Depuis un mois, Karoo propose un focus sur la poésie belge. Découvrez aujourd’hui, l’entretien de Caroline Lamarche pour son poème Le festin des morts illustré par Aurélie William Levaux  et publié aux éditions Tétras Lyre.

Bonjour Caroline Lamarche. Vous publiez aux éditions Tétras Lyre un poème intitulé Le festin des morts, pouvez-vous nous le présenter ?
C’est un texte qui a connu plusieurs versions. La première est née d’une commande du chorégraphe Thierry Smits pour L’automne dans V.-Nightmare il y a huit ans. Il était plus long, plus éclaté. Il a mijoté, décanté, jusqu’à atteindre cette « réduction », pour utiliser un terme culinaire. Car il s’agit d’une recette de cuisine en forme de conte noir, d’un banquet somptueux et macabre, un peu comme au Mexique dont la fête des morts m’a inspirée. Au lecteur d’imaginer l’histoire au départ des indices que je sème.

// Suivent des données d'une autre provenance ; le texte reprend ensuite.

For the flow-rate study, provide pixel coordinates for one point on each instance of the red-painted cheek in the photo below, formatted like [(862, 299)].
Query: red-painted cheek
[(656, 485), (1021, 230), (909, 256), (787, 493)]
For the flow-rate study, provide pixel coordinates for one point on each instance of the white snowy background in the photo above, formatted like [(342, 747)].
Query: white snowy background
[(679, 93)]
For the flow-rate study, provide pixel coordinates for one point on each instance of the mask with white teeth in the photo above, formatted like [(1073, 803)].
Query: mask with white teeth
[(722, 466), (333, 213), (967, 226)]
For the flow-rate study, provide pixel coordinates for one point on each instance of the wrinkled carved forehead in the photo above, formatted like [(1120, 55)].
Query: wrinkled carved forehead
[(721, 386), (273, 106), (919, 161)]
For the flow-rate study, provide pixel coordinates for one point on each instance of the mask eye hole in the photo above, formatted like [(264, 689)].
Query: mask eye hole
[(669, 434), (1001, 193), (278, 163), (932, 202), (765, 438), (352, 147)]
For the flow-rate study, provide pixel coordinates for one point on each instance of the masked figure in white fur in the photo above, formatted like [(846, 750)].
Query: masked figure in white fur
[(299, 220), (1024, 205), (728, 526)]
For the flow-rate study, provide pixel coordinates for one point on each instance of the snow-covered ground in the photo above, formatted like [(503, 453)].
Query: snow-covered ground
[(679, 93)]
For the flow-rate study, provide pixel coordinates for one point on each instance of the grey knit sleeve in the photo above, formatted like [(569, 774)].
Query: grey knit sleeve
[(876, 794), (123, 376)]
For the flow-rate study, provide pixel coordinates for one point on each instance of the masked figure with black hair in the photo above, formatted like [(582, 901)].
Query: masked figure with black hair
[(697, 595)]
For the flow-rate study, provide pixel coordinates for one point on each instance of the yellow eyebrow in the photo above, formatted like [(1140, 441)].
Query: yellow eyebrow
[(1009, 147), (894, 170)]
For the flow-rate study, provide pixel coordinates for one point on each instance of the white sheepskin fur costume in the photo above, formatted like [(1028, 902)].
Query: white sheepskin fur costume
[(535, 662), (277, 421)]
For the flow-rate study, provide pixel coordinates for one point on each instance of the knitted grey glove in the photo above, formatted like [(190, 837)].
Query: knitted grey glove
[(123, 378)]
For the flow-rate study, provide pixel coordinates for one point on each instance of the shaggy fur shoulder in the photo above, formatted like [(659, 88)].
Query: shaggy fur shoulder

Festin-cover (1)Comment avez-vous découvert le travail d’Aurélie William Levaux ?
Par la revue Le muscle Carabine de Stéphane Blanquet, où elle avait deux pages extraites de son livre à paraître Menses ante rosam. J’ai acheté celui-là, puis les suivants, j’avais envie de faire quelque chose avec elle, sans beaucoup d’espoir car elle écrit ses propres textes. Lorsque Maxime Coton m’a proposé de publier Le Festin des morts, j’ai pensé à elle. J’ai eu la bonne surprise d’apprendre qu’elle m’avait lue et qu’elle aimait beaucoup mes livres. Elle a accepté immédiatement. Au même moment, Stéphane Blanquet, que j’espérais depuis des années aussi, illustrait par une photo étonnante la couverture de mon livre Mira. Ce sont des coïncidences qui touchent.

Qu’est-ce qui vous a interpellé dans son travail ?
La question de l’amour et de la guerre des sexes. L’érotisme. La maternité. La complicité entre femmes. Le rêve. Le sang. La présence des bêtes. La tranquillité et la cruauté. L’humour. Mais surtout la grande beauté de son travail. Cette alliance, sur le drap, de l’encre et de la broderie.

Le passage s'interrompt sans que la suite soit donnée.